Orçamento UE: Países devem usar excedente de 2015 para crise dos refugiados, diz PE

O Parlamento Europeu deu esta quarta-feira, dia 6 de Julho, luz verde a um projecto de orçamento retificativo que reduz as contribuições dos Estados-Membros para o orçamento comunitário de 2016 em 1,3 mil milhões de euros, resultantes do excedente do ano passado.

O relator, José Manuel Fernandes, insta os Estados-Membros a utilizarem a possibilidade proporcionada por este reembolso para honrarem os seus compromissos em relação à crise dos refugiados e a igualarem a contribuição da UE para os fundos fiduciários para África e de resposta à crise síria.

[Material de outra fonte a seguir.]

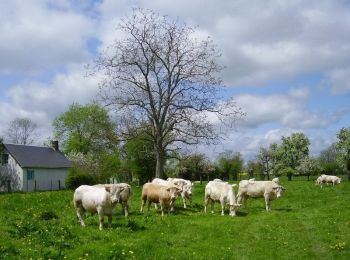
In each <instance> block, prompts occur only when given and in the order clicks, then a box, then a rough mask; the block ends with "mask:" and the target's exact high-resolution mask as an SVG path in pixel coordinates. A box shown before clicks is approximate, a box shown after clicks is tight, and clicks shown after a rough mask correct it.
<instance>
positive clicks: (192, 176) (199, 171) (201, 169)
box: [176, 154, 214, 180]
mask: <svg viewBox="0 0 350 260" xmlns="http://www.w3.org/2000/svg"><path fill="white" fill-rule="evenodd" d="M213 171H214V166H213V165H212V164H211V163H210V162H209V160H208V159H207V158H206V157H205V155H204V154H191V155H188V156H183V158H182V159H181V162H180V164H179V165H178V168H177V174H176V175H177V177H180V178H184V179H187V180H202V179H203V178H204V177H205V176H206V177H207V178H208V177H209V175H210V174H212V172H213Z"/></svg>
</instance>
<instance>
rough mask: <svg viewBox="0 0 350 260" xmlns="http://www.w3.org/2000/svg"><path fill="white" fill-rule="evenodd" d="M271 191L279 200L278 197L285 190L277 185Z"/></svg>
mask: <svg viewBox="0 0 350 260" xmlns="http://www.w3.org/2000/svg"><path fill="white" fill-rule="evenodd" d="M272 190H273V192H274V193H275V195H276V198H279V197H281V196H282V193H283V191H285V190H286V189H285V188H284V187H283V186H281V185H278V186H274V187H273V188H272Z"/></svg>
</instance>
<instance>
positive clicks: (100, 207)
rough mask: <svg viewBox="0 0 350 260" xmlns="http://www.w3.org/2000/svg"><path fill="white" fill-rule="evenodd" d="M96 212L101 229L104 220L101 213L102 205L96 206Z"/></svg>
mask: <svg viewBox="0 0 350 260" xmlns="http://www.w3.org/2000/svg"><path fill="white" fill-rule="evenodd" d="M97 214H98V219H99V222H100V227H99V228H100V230H102V229H103V221H104V213H103V209H102V207H98V208H97Z"/></svg>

Em Setembro do ano passado, os Estados-Membros comprometeram-se a contribuir o mesmo que a UE para os dois fundos fiduciários para a crise dos refugiados: o Fundo Fiduciário para a África e o Fundo Fiduciário Madad de resposta à crise síria. A UE contribuiu com 1,8 mil milhões de euros para o primeiro e com mais de 500 milhões de euros para o segundo. Até à primavera, os contributos dos Estados-Membros tinham-se ficado pelos 82 milhões de euros para o fundo para a África e 69 milhões de euros para o fundo fiduciário de resposta à crise síria.

O relator do Parlamento Europeu, José Manuel Fernandes, nota que serão necessários mais 2,1 mil milhões de euros dos Estados-Membros para igualar a contribuição da UE. “Se os Estados-Membros utilizassem o excedente de 2015, no valor de 1,3 mil milhões de euros, para reforçar os fundos fiduciários, estariam a enviar um sinal de que estamos unidos e empenhados em encontrar uma solução para uma crise que nos afeta a todos”, diz o eurodeputado.

O relatório de José Manuel Fernandes foi aprovado por 591 votos a favor, 68 contra e 44 abstenções.

Contexto

O projecto de orçamento retificativo n.º 2/2016 visa inscrever no orçamento de 2016 o excedente do exercício de 2015, no valor de 1349 milhões de euros.

As principais componentes deste excedente são constituídas por um resultado positivo de 980 milhões de euros no tocante às receitas, uma subexecução da despesa no valor de 187 milhões de euros e diferenças cambiais que ascendem a 182 milhões de euros.

Do lado das receitas, as duas principais componentes são os juros de mora e as coimas (180 milhões de euros) e um resultado positivo no tocante aos recursos próprios (1071 milhões de euros), do qual é deduzido um resultado negativo no que diz respeito aos excedentes, saldos e ajustamentos (-537 milhões de euros).